China's Foreign Minister Wang Yi has urged the Association of Southeast Asian Nations (ASEAN) to reject outside interference in the South China Sea, saying that it isn’t a “safari park” for governments outside the region, Chinese state media reported.
Wang made the remarks at an online symposium to mark the 20th anniversary of the signing of the Declaration on the Conduct (DOC) of Parties in the South China Sea, the first official document calling for a resolution of the SCS dispute at a regional level.
Wang said that the countries of the region are the “real masters” in dealing with their disputes in the South China Sea: “in the process of implementing the DOC, we have always followed the Asian tradition of mutual respect and keeping promises, abandoning the zero-sum mindset, which has manifested the great value and vitality of the declaration.”
Wang said that “extraterritorial powers” are deliberately provoking conflict in the region for the purpose of maintaining their “hegemony”, suggesting that the governments of states outside the region should only be welcomed if they intend to promote “peace and cooperation”.
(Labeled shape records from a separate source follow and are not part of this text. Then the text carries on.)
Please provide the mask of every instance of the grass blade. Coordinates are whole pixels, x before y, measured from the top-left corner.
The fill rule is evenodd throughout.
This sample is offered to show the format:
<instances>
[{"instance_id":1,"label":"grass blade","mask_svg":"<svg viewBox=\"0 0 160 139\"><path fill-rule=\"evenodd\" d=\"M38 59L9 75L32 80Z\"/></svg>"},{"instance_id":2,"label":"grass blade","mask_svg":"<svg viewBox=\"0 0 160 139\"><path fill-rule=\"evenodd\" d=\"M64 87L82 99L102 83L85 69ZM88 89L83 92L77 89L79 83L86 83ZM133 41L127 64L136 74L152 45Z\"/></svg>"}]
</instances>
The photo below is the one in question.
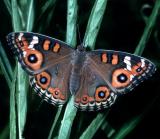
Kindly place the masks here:
<instances>
[{"instance_id":1,"label":"grass blade","mask_svg":"<svg viewBox=\"0 0 160 139\"><path fill-rule=\"evenodd\" d=\"M58 121L58 119L59 119L59 116L60 116L61 112L62 112L62 107L58 108L58 112L56 113L54 122L53 122L52 127L51 127L51 130L50 130L50 132L49 132L48 139L52 139L53 131L54 131L54 128L55 128L55 126L56 126L56 124L57 124L57 121Z\"/></svg>"},{"instance_id":2,"label":"grass blade","mask_svg":"<svg viewBox=\"0 0 160 139\"><path fill-rule=\"evenodd\" d=\"M153 11L152 11L152 14L150 15L149 19L147 20L146 27L144 29L142 37L141 37L141 39L139 41L139 44L136 47L136 50L134 52L135 54L142 55L142 53L144 51L144 48L146 46L146 43L147 43L147 41L148 41L148 39L151 35L151 32L154 28L154 25L156 23L156 19L159 15L159 10L160 10L160 1L156 0L155 4L154 4Z\"/></svg>"},{"instance_id":3,"label":"grass blade","mask_svg":"<svg viewBox=\"0 0 160 139\"><path fill-rule=\"evenodd\" d=\"M40 19L48 9L50 9L50 8L52 9L52 7L55 5L56 1L57 0L46 1L45 4L43 5L43 7L41 8L41 13L40 13L38 19Z\"/></svg>"},{"instance_id":4,"label":"grass blade","mask_svg":"<svg viewBox=\"0 0 160 139\"><path fill-rule=\"evenodd\" d=\"M107 121L102 124L101 129L105 132L107 138L110 138L115 133L115 129Z\"/></svg>"},{"instance_id":5,"label":"grass blade","mask_svg":"<svg viewBox=\"0 0 160 139\"><path fill-rule=\"evenodd\" d=\"M30 4L28 6L28 18L26 31L31 31L34 23L34 0L30 0Z\"/></svg>"},{"instance_id":6,"label":"grass blade","mask_svg":"<svg viewBox=\"0 0 160 139\"><path fill-rule=\"evenodd\" d=\"M65 113L59 130L58 139L69 139L72 123L76 116L76 113L77 108L74 107L74 97L72 96L65 109Z\"/></svg>"},{"instance_id":7,"label":"grass blade","mask_svg":"<svg viewBox=\"0 0 160 139\"><path fill-rule=\"evenodd\" d=\"M8 58L7 58L5 50L3 49L1 42L0 42L0 57L1 57L1 60L3 61L4 67L7 69L6 72L8 73L8 77L11 81L13 78L12 77L13 76L12 67L11 67L11 64L10 64Z\"/></svg>"},{"instance_id":8,"label":"grass blade","mask_svg":"<svg viewBox=\"0 0 160 139\"><path fill-rule=\"evenodd\" d=\"M17 117L16 117L16 81L17 81L17 66L14 71L12 86L10 89L10 139L17 139Z\"/></svg>"},{"instance_id":9,"label":"grass blade","mask_svg":"<svg viewBox=\"0 0 160 139\"><path fill-rule=\"evenodd\" d=\"M67 6L67 33L66 42L71 46L76 44L76 22L77 18L77 0L68 0ZM74 107L74 97L69 100L61 122L58 139L69 139L71 127L76 116L77 109Z\"/></svg>"},{"instance_id":10,"label":"grass blade","mask_svg":"<svg viewBox=\"0 0 160 139\"><path fill-rule=\"evenodd\" d=\"M97 117L92 121L92 123L83 132L80 139L92 139L94 134L97 132L97 130L100 128L100 126L104 122L108 113L109 111L107 111L105 114L103 113L98 114Z\"/></svg>"},{"instance_id":11,"label":"grass blade","mask_svg":"<svg viewBox=\"0 0 160 139\"><path fill-rule=\"evenodd\" d=\"M14 31L21 31L22 24L20 20L20 15L18 12L19 6L17 4L17 0L11 0L11 6L12 6L12 25Z\"/></svg>"},{"instance_id":12,"label":"grass blade","mask_svg":"<svg viewBox=\"0 0 160 139\"><path fill-rule=\"evenodd\" d=\"M11 11L11 2L10 2L10 0L3 0L3 1L4 1L5 5L6 5L6 8L7 8L9 14L11 15L12 11Z\"/></svg>"},{"instance_id":13,"label":"grass blade","mask_svg":"<svg viewBox=\"0 0 160 139\"><path fill-rule=\"evenodd\" d=\"M85 47L90 47L92 50L95 46L107 2L108 0L96 0L89 17L83 43Z\"/></svg>"},{"instance_id":14,"label":"grass blade","mask_svg":"<svg viewBox=\"0 0 160 139\"><path fill-rule=\"evenodd\" d=\"M119 131L116 131L116 134L112 137L112 139L124 139L125 136L128 135L137 126L141 119L142 116L140 115L125 123Z\"/></svg>"},{"instance_id":15,"label":"grass blade","mask_svg":"<svg viewBox=\"0 0 160 139\"><path fill-rule=\"evenodd\" d=\"M9 77L9 74L8 74L8 72L7 72L7 70L6 70L5 64L4 64L1 56L0 56L0 67L1 67L1 70L2 70L2 72L3 72L3 74L4 74L5 79L6 79L6 81L7 81L7 85L8 85L8 87L10 88L11 85L12 85L11 79L10 79L10 77Z\"/></svg>"},{"instance_id":16,"label":"grass blade","mask_svg":"<svg viewBox=\"0 0 160 139\"><path fill-rule=\"evenodd\" d=\"M66 42L76 46L77 0L68 0Z\"/></svg>"},{"instance_id":17,"label":"grass blade","mask_svg":"<svg viewBox=\"0 0 160 139\"><path fill-rule=\"evenodd\" d=\"M1 131L0 139L8 139L8 137L9 137L9 124L7 124L3 129L3 131Z\"/></svg>"},{"instance_id":18,"label":"grass blade","mask_svg":"<svg viewBox=\"0 0 160 139\"><path fill-rule=\"evenodd\" d=\"M16 86L16 104L18 117L18 135L22 138L23 128L26 122L27 113L27 92L28 92L28 76L18 63L17 86Z\"/></svg>"}]
</instances>

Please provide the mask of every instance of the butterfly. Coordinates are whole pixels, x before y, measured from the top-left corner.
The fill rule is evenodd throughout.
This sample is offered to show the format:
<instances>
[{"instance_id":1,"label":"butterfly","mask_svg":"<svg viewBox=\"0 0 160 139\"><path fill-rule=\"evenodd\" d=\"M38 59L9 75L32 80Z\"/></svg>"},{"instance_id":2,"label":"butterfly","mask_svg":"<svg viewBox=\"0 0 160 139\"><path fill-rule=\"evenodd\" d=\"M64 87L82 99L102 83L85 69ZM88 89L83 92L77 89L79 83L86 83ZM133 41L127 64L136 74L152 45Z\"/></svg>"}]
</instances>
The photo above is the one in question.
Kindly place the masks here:
<instances>
[{"instance_id":1,"label":"butterfly","mask_svg":"<svg viewBox=\"0 0 160 139\"><path fill-rule=\"evenodd\" d=\"M73 49L58 39L31 32L13 32L8 45L30 84L45 101L62 106L71 95L82 111L97 111L115 103L152 76L155 65L140 56L113 50Z\"/></svg>"}]
</instances>

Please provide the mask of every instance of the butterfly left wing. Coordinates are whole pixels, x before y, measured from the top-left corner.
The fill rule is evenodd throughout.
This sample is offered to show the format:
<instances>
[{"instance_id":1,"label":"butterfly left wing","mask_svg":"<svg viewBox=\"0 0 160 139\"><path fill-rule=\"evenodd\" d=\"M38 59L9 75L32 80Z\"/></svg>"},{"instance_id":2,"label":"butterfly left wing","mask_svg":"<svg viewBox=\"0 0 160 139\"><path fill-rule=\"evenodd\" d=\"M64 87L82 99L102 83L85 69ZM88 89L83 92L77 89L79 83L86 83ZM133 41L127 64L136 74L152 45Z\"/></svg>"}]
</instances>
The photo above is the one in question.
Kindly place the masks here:
<instances>
[{"instance_id":1,"label":"butterfly left wing","mask_svg":"<svg viewBox=\"0 0 160 139\"><path fill-rule=\"evenodd\" d=\"M22 68L31 76L35 92L49 103L64 104L69 97L74 49L65 42L32 32L10 33L7 41Z\"/></svg>"},{"instance_id":2,"label":"butterfly left wing","mask_svg":"<svg viewBox=\"0 0 160 139\"><path fill-rule=\"evenodd\" d=\"M125 52L97 50L86 57L75 96L75 106L81 110L110 107L118 95L131 91L156 70L151 61Z\"/></svg>"}]
</instances>

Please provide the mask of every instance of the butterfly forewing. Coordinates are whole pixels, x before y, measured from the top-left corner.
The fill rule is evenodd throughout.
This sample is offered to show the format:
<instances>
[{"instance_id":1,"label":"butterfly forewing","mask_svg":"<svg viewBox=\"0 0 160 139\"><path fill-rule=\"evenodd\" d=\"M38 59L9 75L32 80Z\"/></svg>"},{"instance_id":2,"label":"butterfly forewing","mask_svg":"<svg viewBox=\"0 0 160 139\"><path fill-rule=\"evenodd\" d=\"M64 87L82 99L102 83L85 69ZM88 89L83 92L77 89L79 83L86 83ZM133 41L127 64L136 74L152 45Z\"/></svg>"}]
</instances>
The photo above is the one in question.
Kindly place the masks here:
<instances>
[{"instance_id":1,"label":"butterfly forewing","mask_svg":"<svg viewBox=\"0 0 160 139\"><path fill-rule=\"evenodd\" d=\"M31 76L34 90L54 105L66 102L74 49L57 39L29 32L10 33L7 40L23 69Z\"/></svg>"}]
</instances>

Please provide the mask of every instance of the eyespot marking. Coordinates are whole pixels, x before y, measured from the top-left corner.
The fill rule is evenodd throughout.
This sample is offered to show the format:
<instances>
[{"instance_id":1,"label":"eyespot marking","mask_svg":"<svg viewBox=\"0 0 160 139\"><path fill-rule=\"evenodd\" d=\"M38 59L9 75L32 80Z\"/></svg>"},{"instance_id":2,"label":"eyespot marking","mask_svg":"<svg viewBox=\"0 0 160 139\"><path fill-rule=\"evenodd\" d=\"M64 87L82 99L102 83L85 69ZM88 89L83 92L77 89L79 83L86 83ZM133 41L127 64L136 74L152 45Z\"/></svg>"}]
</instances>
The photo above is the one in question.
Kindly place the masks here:
<instances>
[{"instance_id":1,"label":"eyespot marking","mask_svg":"<svg viewBox=\"0 0 160 139\"><path fill-rule=\"evenodd\" d=\"M57 53L57 52L59 52L59 50L60 50L60 45L59 45L59 43L56 43L53 47L53 52Z\"/></svg>"},{"instance_id":2,"label":"eyespot marking","mask_svg":"<svg viewBox=\"0 0 160 139\"><path fill-rule=\"evenodd\" d=\"M130 83L130 73L124 69L116 69L112 74L112 86L115 88L125 87Z\"/></svg>"},{"instance_id":3,"label":"eyespot marking","mask_svg":"<svg viewBox=\"0 0 160 139\"><path fill-rule=\"evenodd\" d=\"M144 70L146 70L146 66L144 65L144 63L139 62L138 64L134 65L132 67L132 74L133 75L141 75Z\"/></svg>"},{"instance_id":4,"label":"eyespot marking","mask_svg":"<svg viewBox=\"0 0 160 139\"><path fill-rule=\"evenodd\" d=\"M50 46L51 41L50 40L45 40L43 43L43 49L45 51L49 50L49 46Z\"/></svg>"},{"instance_id":5,"label":"eyespot marking","mask_svg":"<svg viewBox=\"0 0 160 139\"><path fill-rule=\"evenodd\" d=\"M131 57L130 56L125 56L124 58L124 63L126 64L126 69L131 71Z\"/></svg>"},{"instance_id":6,"label":"eyespot marking","mask_svg":"<svg viewBox=\"0 0 160 139\"><path fill-rule=\"evenodd\" d=\"M49 87L48 91L53 95L54 98L65 100L65 96L62 94L59 88Z\"/></svg>"},{"instance_id":7,"label":"eyespot marking","mask_svg":"<svg viewBox=\"0 0 160 139\"><path fill-rule=\"evenodd\" d=\"M102 60L103 63L107 63L107 54L106 53L103 53L101 55L101 60Z\"/></svg>"},{"instance_id":8,"label":"eyespot marking","mask_svg":"<svg viewBox=\"0 0 160 139\"><path fill-rule=\"evenodd\" d=\"M95 99L97 102L105 101L109 94L110 91L106 86L100 86L96 89Z\"/></svg>"},{"instance_id":9,"label":"eyespot marking","mask_svg":"<svg viewBox=\"0 0 160 139\"><path fill-rule=\"evenodd\" d=\"M42 89L47 89L51 82L51 76L44 71L36 75L36 81Z\"/></svg>"}]
</instances>

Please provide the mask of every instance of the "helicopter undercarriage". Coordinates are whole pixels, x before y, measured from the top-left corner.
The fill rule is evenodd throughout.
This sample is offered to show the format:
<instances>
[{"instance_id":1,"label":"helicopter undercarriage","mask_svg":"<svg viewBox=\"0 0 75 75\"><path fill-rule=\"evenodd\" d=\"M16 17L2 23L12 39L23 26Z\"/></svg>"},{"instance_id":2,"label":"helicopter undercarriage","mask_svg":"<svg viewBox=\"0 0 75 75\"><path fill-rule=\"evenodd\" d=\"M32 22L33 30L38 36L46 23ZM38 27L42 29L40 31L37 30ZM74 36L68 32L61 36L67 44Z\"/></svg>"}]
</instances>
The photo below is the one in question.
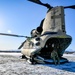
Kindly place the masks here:
<instances>
[{"instance_id":1,"label":"helicopter undercarriage","mask_svg":"<svg viewBox=\"0 0 75 75\"><path fill-rule=\"evenodd\" d=\"M37 54L34 56L31 56L30 62L32 64L35 63L49 63L49 64L62 64L68 62L66 58L63 58L62 55L65 51L65 49L68 47L68 45L71 42L71 38L50 38L46 42L44 48L40 50ZM53 47L52 47L53 45ZM55 50L57 53L57 56L54 56L55 60L51 58L52 51ZM55 54L54 54L55 55Z\"/></svg>"}]
</instances>

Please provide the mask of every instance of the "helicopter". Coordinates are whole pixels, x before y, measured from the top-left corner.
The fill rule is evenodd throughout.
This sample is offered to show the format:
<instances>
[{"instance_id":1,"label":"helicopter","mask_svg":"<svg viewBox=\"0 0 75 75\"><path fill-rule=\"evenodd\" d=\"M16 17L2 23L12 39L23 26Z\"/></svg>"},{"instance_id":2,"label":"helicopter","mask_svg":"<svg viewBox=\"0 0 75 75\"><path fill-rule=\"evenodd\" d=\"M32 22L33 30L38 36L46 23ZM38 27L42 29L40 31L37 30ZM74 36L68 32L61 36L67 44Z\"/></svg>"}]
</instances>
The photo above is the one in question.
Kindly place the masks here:
<instances>
[{"instance_id":1,"label":"helicopter","mask_svg":"<svg viewBox=\"0 0 75 75\"><path fill-rule=\"evenodd\" d=\"M75 9L75 5L53 7L40 0L28 0L30 2L47 7L46 17L41 21L40 26L32 29L31 36L0 33L0 35L25 37L26 40L19 46L22 58L32 64L50 63L62 64L68 62L63 58L66 48L71 44L72 37L66 34L64 9Z\"/></svg>"}]
</instances>

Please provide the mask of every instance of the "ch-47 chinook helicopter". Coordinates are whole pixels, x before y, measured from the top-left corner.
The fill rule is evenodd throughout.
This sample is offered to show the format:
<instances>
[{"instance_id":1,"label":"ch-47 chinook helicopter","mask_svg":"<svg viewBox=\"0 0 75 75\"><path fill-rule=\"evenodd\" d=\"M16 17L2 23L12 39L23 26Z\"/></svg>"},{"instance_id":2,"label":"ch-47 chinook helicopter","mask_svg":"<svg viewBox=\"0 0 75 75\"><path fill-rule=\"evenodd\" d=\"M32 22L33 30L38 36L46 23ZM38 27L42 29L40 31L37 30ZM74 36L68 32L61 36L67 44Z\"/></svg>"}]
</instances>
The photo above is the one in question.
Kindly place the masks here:
<instances>
[{"instance_id":1,"label":"ch-47 chinook helicopter","mask_svg":"<svg viewBox=\"0 0 75 75\"><path fill-rule=\"evenodd\" d=\"M65 49L71 44L72 37L66 34L64 9L75 9L72 6L56 6L42 3L40 0L28 0L48 8L46 17L36 29L31 31L31 37L14 34L0 33L0 35L26 37L27 39L21 44L23 47L22 57L34 63L54 63L61 64L68 62L63 58Z\"/></svg>"}]
</instances>

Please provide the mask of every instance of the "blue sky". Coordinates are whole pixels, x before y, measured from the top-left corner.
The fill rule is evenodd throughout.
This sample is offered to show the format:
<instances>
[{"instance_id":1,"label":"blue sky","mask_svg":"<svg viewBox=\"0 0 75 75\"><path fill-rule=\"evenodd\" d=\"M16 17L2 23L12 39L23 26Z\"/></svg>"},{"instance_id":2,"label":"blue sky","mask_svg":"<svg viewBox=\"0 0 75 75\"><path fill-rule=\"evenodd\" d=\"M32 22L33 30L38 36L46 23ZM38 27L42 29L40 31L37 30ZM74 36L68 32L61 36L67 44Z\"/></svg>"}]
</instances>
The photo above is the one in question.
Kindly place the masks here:
<instances>
[{"instance_id":1,"label":"blue sky","mask_svg":"<svg viewBox=\"0 0 75 75\"><path fill-rule=\"evenodd\" d=\"M75 5L75 0L41 0L52 6ZM47 8L27 0L0 0L0 32L30 36L46 16ZM66 32L73 40L69 49L75 50L75 10L65 9ZM0 36L0 49L17 49L25 38Z\"/></svg>"}]
</instances>

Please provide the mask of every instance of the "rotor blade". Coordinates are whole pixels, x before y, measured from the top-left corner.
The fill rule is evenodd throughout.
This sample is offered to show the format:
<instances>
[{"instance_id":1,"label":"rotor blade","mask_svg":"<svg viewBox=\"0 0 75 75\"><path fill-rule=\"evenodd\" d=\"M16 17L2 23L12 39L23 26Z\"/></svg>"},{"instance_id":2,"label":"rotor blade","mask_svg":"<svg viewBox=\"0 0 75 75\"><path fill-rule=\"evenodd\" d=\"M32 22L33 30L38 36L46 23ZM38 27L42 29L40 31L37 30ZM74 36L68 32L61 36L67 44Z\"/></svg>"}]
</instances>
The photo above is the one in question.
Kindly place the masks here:
<instances>
[{"instance_id":1,"label":"rotor blade","mask_svg":"<svg viewBox=\"0 0 75 75\"><path fill-rule=\"evenodd\" d=\"M31 2L34 2L34 3L37 3L37 4L43 5L43 6L47 7L47 8L49 8L49 9L53 8L48 3L44 4L40 0L28 0L28 1L31 1Z\"/></svg>"},{"instance_id":2,"label":"rotor blade","mask_svg":"<svg viewBox=\"0 0 75 75\"><path fill-rule=\"evenodd\" d=\"M65 6L64 8L71 8L71 9L75 9L75 5Z\"/></svg>"},{"instance_id":3,"label":"rotor blade","mask_svg":"<svg viewBox=\"0 0 75 75\"><path fill-rule=\"evenodd\" d=\"M25 37L25 38L27 38L27 36L15 35L15 34L7 34L7 33L0 33L0 35L13 36L13 37Z\"/></svg>"}]
</instances>

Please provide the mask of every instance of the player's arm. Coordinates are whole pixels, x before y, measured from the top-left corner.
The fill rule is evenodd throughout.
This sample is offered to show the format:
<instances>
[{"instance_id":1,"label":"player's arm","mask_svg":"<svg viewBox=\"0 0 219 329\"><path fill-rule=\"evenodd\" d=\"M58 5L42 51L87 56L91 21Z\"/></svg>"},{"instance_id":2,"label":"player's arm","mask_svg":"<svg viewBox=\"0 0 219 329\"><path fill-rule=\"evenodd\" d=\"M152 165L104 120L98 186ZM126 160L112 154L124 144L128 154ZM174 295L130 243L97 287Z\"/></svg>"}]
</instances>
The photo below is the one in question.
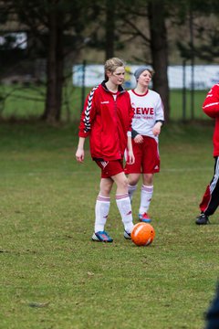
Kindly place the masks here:
<instances>
[{"instance_id":1,"label":"player's arm","mask_svg":"<svg viewBox=\"0 0 219 329\"><path fill-rule=\"evenodd\" d=\"M76 159L79 163L84 161L84 143L85 143L85 137L79 137L78 149L76 151Z\"/></svg>"},{"instance_id":2,"label":"player's arm","mask_svg":"<svg viewBox=\"0 0 219 329\"><path fill-rule=\"evenodd\" d=\"M152 128L152 133L154 134L154 136L159 136L160 135L161 131L162 131L162 126L163 122L164 122L162 121L162 120L158 120L155 122L155 124L154 124L154 126Z\"/></svg>"},{"instance_id":3,"label":"player's arm","mask_svg":"<svg viewBox=\"0 0 219 329\"><path fill-rule=\"evenodd\" d=\"M162 126L164 124L164 107L160 95L155 108L155 120L152 133L154 136L158 136L161 133Z\"/></svg>"},{"instance_id":4,"label":"player's arm","mask_svg":"<svg viewBox=\"0 0 219 329\"><path fill-rule=\"evenodd\" d=\"M135 141L135 143L143 143L143 137L138 132L136 132L133 128L131 129L131 138Z\"/></svg>"}]
</instances>

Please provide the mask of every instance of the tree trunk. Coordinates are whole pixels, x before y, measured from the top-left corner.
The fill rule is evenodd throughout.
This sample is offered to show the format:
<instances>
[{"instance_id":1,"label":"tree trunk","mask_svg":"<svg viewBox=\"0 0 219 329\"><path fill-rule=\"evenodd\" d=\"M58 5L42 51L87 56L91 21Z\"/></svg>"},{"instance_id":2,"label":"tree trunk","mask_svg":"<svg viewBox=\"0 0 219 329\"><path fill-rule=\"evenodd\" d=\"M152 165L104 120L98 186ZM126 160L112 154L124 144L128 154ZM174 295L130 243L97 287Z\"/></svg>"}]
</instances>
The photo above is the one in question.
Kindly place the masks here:
<instances>
[{"instance_id":1,"label":"tree trunk","mask_svg":"<svg viewBox=\"0 0 219 329\"><path fill-rule=\"evenodd\" d=\"M63 84L62 16L54 7L48 14L48 52L47 61L47 99L42 119L54 123L60 120Z\"/></svg>"},{"instance_id":2,"label":"tree trunk","mask_svg":"<svg viewBox=\"0 0 219 329\"><path fill-rule=\"evenodd\" d=\"M167 75L168 44L163 1L151 0L148 5L148 12L152 67L155 71L153 89L162 97L165 110L165 120L168 121L170 118L170 92Z\"/></svg>"}]
</instances>

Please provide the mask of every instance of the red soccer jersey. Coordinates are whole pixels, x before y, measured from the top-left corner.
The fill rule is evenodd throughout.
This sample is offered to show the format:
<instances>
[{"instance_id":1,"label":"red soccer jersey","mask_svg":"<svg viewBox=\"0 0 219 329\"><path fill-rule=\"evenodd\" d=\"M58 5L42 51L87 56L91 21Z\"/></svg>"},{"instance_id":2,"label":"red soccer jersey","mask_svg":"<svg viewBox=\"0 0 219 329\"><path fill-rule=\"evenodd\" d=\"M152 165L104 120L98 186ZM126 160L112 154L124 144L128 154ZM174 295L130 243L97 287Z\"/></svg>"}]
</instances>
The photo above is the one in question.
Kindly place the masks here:
<instances>
[{"instance_id":1,"label":"red soccer jersey","mask_svg":"<svg viewBox=\"0 0 219 329\"><path fill-rule=\"evenodd\" d=\"M215 84L208 92L203 110L211 118L215 119L215 126L213 136L214 156L219 155L219 83Z\"/></svg>"},{"instance_id":2,"label":"red soccer jersey","mask_svg":"<svg viewBox=\"0 0 219 329\"><path fill-rule=\"evenodd\" d=\"M107 90L104 81L92 89L85 101L78 135L89 136L93 159L123 158L132 116L130 95L122 87L116 94Z\"/></svg>"}]
</instances>

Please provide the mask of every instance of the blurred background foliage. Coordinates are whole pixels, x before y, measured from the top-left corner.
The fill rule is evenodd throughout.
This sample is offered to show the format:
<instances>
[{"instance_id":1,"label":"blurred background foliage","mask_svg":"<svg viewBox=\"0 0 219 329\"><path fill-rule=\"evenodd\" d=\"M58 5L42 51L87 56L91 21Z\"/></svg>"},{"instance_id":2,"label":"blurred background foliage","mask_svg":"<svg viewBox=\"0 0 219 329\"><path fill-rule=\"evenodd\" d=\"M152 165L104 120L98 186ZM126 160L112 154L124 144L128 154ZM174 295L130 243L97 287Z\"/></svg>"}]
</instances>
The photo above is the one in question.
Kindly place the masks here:
<instances>
[{"instance_id":1,"label":"blurred background foliage","mask_svg":"<svg viewBox=\"0 0 219 329\"><path fill-rule=\"evenodd\" d=\"M218 16L216 0L0 1L1 118L78 119L83 94L72 84L73 66L117 56L152 66L152 87L166 120L174 119L182 101L170 90L168 66L218 64ZM193 91L186 101L200 108L203 95Z\"/></svg>"}]
</instances>

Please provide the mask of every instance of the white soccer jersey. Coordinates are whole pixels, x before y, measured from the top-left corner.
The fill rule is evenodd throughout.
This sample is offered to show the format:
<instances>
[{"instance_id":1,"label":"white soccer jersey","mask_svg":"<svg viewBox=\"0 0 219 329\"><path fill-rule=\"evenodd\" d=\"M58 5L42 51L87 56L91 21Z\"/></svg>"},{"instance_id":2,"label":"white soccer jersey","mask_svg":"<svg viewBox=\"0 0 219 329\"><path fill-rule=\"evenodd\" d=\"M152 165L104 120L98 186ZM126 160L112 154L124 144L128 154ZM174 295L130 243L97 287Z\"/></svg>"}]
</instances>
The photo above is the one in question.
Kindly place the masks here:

His remarks came ahead of a crucial meeting between Chinese President Xi Jinping and Indonesian President Joko Widodo this week. Indonesia is the headquarters of ASEAN and its most influential economy.
The US and its Asia-Pacific allies, including Japan and Australia, have charged that Beijing is making “illegal claims” in the South China Sea and East China Sea, where Beijing is involved in maritime disputes with several of its neighbors —Japan, Vietnam, and the Philippines.
In a major speech at Singapore’s Shangri-la Dialogue last month, US Defense Secretary Lloyd Austin said that there had been an “alarming increase in the number of unsafe aerial intercepts and confrontations at sea” by People’s Liberation Army (PLA) aircraft and vessels.
Austin’s allegations about an increasing number of encounters in the region were echoed by chairman of the Joint Chiefs of Staff Mark Milley, who is currently on a visit to the Asia-Pacific region.
During a stopover in the Indonesian capital Jakarta, Milley accused Beijing of becoming more “aggressive” in its behavior, not only in the South and East China Seas, but across the Asia-Pacific region.
The findings of the "Global Posture Review" (GPR) ordered by the Biden administration last year marked the Indo-Pacific as the “priority region” for Washington in the coming years, as it recognized the “pacing threat” from Beijing.